3 steps to better acting headshots & portraits
09 August 2015
Marian Chaplin is an up and coming actress and she contacted me because she needed some new headshots and environmental portraits for her profile. I thought this would be a good way to show you how I go about taking headshots, from planning to posing and connection with my subject.
Marian requested some studio headshots with a simple background first, followed by some casual environmental portraits outdoors.
The aim with acting profile photos is to showcase versatility and range of expressions, but it’s important to also stay as natural as possible – it’s a balance we need to get right so that casting directors can judge the actor’s versatility and their potential as a ‘blank canvas’, too.
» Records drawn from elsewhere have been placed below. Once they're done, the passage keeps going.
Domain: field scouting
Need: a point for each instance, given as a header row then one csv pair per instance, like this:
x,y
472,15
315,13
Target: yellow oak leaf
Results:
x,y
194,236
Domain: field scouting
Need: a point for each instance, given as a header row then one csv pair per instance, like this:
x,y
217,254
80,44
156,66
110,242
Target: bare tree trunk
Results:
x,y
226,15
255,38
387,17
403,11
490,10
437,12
Hair and makeup was kept casual, to ensure Marian’s natural look is apparent in the images. We shot one look with her hair down, and another with her hair in a simple ponytail for versatility, since she looks a little older with her hair up allowing her to apply for more varied roles with the images. We also took some shots with her hair in a simple braid at the end of the session for something different.
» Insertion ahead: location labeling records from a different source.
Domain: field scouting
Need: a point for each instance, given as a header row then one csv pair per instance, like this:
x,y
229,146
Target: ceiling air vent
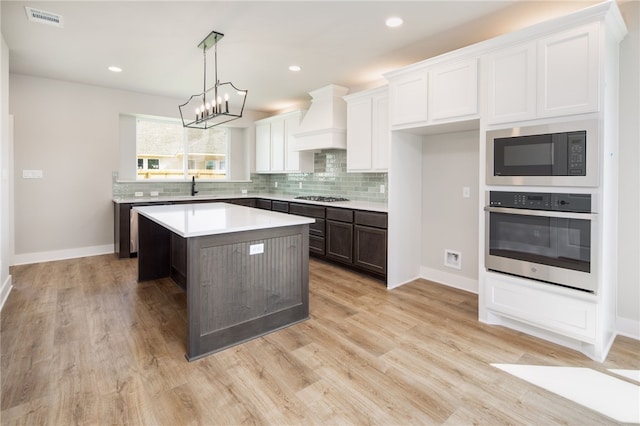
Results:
x,y
42,17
I asked Marian to arrive with light makeup applied, just like she would wear it any other day. However, if you aren’t confident doing your own makeup then it’s best to get it done professionally, or not do it at all, before your headshot session.
Getting the right expression is key with headshots and portraits in general, but for acting it’s extra important because of how many people will apply for a role. We want to make our subject stand out as much as possible; the images need to ooze personality and establish a connection with the viewer. This doesn’t always come naturally to all actors, and coaxing it out of them can be done in many ways; most photographers will develop their own preferences over time.
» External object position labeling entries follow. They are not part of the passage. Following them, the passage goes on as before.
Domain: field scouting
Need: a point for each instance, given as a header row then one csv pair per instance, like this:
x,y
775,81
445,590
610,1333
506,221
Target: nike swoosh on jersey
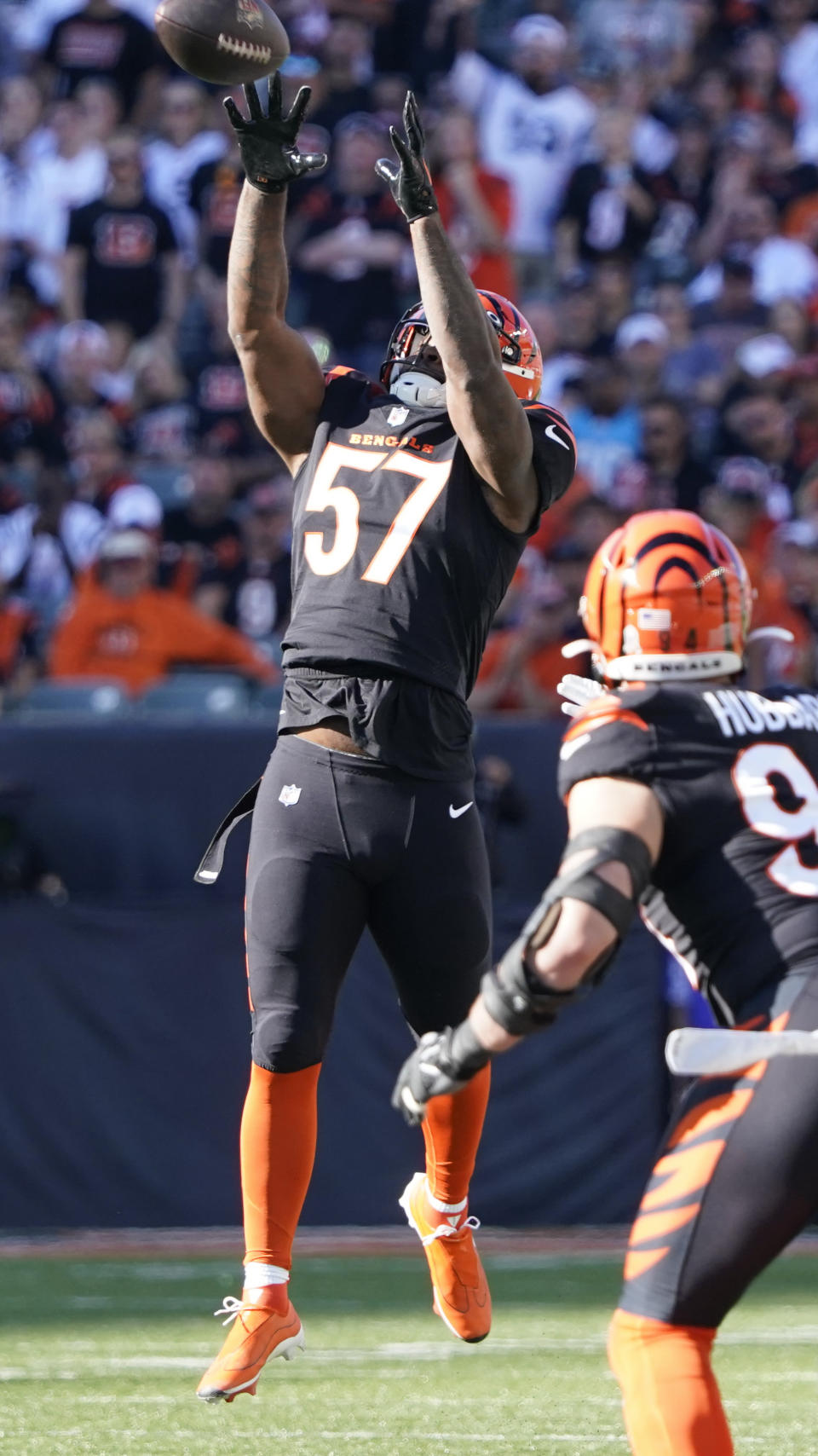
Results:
x,y
556,438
The three most expressive areas of your face are your eyebrows, eyes and mouth, so sometimes I will coach you on how to physically arrange your face with these in mind (there are techniques for this). Other times I will engage my subject in conversation, and snap photos when they don’t expect it; tell them a story; or role-play and ask them to actually ‘act’ something out to break away from the idea that they’re ‘modeling’ for me. It’s all about getting someone to relax in front of the camera and getting that tension to disappear from their face.
Finally, the crop is something to consider. I like to crop into hairlines at the top – it allows the eyes to come further up in the frame, without the top half of the space being taken up by hair. I do this because I like to focus in on faces, especially eyes; the closer the crop the more intense the connection.